# Anybody a member of the Yahoo 9X20 group?



## Rbeckett (May 13, 2013)

Been following a discussion between three members that has evolved into a straight up fight.  One of them is even a mod and he is letting it continue.  The gist is a British guy is having a problem and he is getting raked by another fellow giving him a hard time about his English.  I can't believe it is still going on too.  I put my .02 in and said I would have given the fellow doing the harassing a two week vacation already.  I am just reminded that this is why we are here, and what makes us so much better than the other Fora.  We just don't have that BS and I gotta tell ya, I do not miss it one bit.  Ok, I'm back quiet now.

Bob


----------



## jpfabricator (May 13, 2013)

Thats why I have labled the 9x20 yahoo group as spam. it seems every time a question is asked other posters be rate the questioner.


----------



## stupoty (May 13, 2013)

Ha ha , i'm a member , errr not very active on it for the reasons you mention, i saw the argument in my email box as i generally just have a look at the summery email i get with all the latest posts in and i have to say that if it's the one i was reading i totaly hear you, i didn't even figure out the original question i was to distracted by the argument. Tbh i got boored with the argument and didnt even get to the bit that started it.

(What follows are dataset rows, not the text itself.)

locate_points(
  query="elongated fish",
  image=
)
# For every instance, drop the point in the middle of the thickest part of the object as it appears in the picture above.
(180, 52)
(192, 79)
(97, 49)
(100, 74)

on a side topic well the same one really , its shocking when moderators dont step in and sort out silly arguments, i meen we all know when writing our tone of voice is missing and people dont know you so can get the wrong end of the stick easily.  But when the modorators are the source of arguments thats just bad with a capital bad.

ive seen this on the model engineering magazine forum, where its so bad ive sort of decided i would never buy their magazine as they let loons be the moderators of their forum, theirs one guy in-particular whose  is a moderator and he just berates and attacks people who post things he disagrees with. 

I saw one thread when he was banging on about not doing any work on his lathe that required more than 10 to 20 thou  tir  and having a go at a guy for trying to get his chuck tir as low as he could, then unbelievably i meen totally unbelievable he started berating someone who posted  saying they were new to the whole lathe thing and were having problems getting stuff centred in a 4 jaw and this guy basicaly told him he was usless and shold sell his lathe and f#€$ off, i was shocked.

ive only ever seen one argument hear, it was silly difference of opinion and was quickly stopped by a mod in a polite was with a point that we are all entitled to our opinions.

sensible, hence i come hear to ramble on, opps sorry don't beet me up. 
anic:

Stuart


----------